Tuesday, April 11, 2006

Katrina Aftermath, Still a Struggle Against Incompetence and Corruption

Dead bodies are still being recovered in New Orleans, seven months later:

NYTimes: In Attics and Rubble, More Bodies and Questions

The bodies of storm victims are still being discovered in New Orleans — in March alone there were nine, along with one skull. Skeletonized or half-eaten by animals, with leathery, hardened skin or missing limbs, the bodies are lodged in piles of rubble, dangling from rafters or lying face down, arms outstretched on parlor floors. Many of them, like Ms. Blanchard, were overlooked in initial searches.

A landlord in the Lakeview section put a "for sale" sign outside a house, unaware that his tenant's body was in the attic. Two weeks ago, searchers in the Lower Ninth Ward found a girl, believed to be about 6, wearing a blue backpack. Nearby, they found part of a man who the authorities believe might have been trying to save her.

[On Friday, contractors found a body in the attic of a home in the Gentilly neighborhood that had been searched twice before, officials said.]

In the weeks after Hurricane Katrina, there were grotesque images of bodies left in plain sight. Officials in Louisiana recovered more than 1,200 bodies, but the process, hamstrung by money shortages and red tape, never really ended.

In the Lower Ninth Ward, where unstable houses make searching dangerous, a plan to use cadaver dogs alongside demolition crews was delayed by lawsuits and community protests against the bulldozing. In the rest of the city, the absence of neighbors and social networks meant that some residents languished and died unnoticed. Many of the families of the missing were far from home, rendered helpless by distance and preoccupied with their own survival.

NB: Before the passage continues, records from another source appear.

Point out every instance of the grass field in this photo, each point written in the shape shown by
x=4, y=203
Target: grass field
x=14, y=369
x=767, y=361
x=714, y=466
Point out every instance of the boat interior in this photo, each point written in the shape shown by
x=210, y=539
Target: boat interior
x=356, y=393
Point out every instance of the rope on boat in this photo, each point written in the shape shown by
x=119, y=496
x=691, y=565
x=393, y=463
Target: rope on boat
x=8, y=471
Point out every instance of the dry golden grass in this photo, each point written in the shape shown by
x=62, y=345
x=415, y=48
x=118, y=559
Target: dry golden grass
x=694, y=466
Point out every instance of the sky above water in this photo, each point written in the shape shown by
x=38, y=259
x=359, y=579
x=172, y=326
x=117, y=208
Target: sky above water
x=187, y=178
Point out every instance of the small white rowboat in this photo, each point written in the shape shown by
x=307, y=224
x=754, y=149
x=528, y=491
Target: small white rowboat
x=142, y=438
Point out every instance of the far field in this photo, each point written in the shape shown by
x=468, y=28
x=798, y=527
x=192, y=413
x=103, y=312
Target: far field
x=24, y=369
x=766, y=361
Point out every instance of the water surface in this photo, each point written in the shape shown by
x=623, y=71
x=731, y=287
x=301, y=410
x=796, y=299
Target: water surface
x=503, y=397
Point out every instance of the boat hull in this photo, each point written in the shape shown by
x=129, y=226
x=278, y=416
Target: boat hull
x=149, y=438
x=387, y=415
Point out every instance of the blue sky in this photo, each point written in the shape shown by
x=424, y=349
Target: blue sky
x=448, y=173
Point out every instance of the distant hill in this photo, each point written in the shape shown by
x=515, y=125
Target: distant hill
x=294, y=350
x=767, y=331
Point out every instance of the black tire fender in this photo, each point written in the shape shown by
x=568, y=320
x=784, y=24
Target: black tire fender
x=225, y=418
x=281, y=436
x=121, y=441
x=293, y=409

In October and November, the special operations team of the New Orleans Fire Department searched the Lower Ninth Ward for remains until they ran out of overtime money.

Half a dozen officials of the Federal Emergency Management Agency rebuffed requests to pay the bill, said Chief Steve Glynn, the team commander. When reporters inquired, FEMA officials said the required paperwork had not been filed.

While FEMA couldn't find the money to find and bury the dead, they made sure to pad the coffers of rich contractors:

Times-Picayune: Senators grill corps, FEMA
Hearing details waste in relief spending

Testimony at a U.S. Senate subcommittee hearing Monday in New Orleans showed that in the matter of the Katrina cleanup, taxpayers got taken to the cleaners.


[T]he hearing also revealed in stark terms how the poor level of federal preparation and response carried more than an economic punch. As the questions from the elected officials gained momentum, it became clear that two themes especially bothered the Louisiana contingent. One was that, for all of the state's storied corruption and the defense its officials had to mount that relief money would not be squandered in Louisiana, the lion's share of waste occurred under the federal watch.

The second theme is that tens of millions of dollars were frittered away in layers of subcontractors. What Washington and the nation need to realize, the Louisiana contingent argued, is the totals bandied about as earmarked for relief are, in fact, grotesquely inflated by misspending.

Insurance companies are also preying on the weak and defenseless. Tort reform advocate Trent Lott is using the tort system he so hates to prove insurance companies are cheating homeowners in the hurricane zone:

AP: Lott Lawyer: State Farm Destroying Papers

Zach Scruggs, one of Lott's attorneys, says his client has a "good faith belief" that several State Farm employees in Biloxi are destroying engineering reports that gave conflicting conclusions about whether wind or water was responsible for storm damage.

Like thousands of Gulf Coast homeowners, Lott's claim was denied because State Farm concluded that Katrina's flood water demolished his beach-front Pascagoula home. State Farm says its policies do not cover damage from rising water, including wind-driven water.

But lawyers for the Mississippi Republican claim Bloomington, Ill.-based State Farm has routinely pressured its engineers to alter "favorable" reports that initially blamed damage on hurricane's wind, which the company's policies cover.

A State Farm spokesman said Monday he couldn't immediately comment on Scruggs' allegations.

Lott's allegations come on the heels of a lawsuit filed by Kiln, Miss., couple who claimed they had obtained copies of conflicting reports prepared by State Farm's engineers on what damaged their home. They said one report traced the destruction to Katrina's winds while a later report said flooding was the culprit.

In response, State Farm spokesman Phil Supple had said the second report was the only one the engineering firm sent to State Farm's claims office.

In an interview Monday, Scruggs said corporate "whistleblowers" who are cooperating with Lott's attorneys have provided evidence that State Farm employees are destroying or moving those "initial favorable" engineering reports.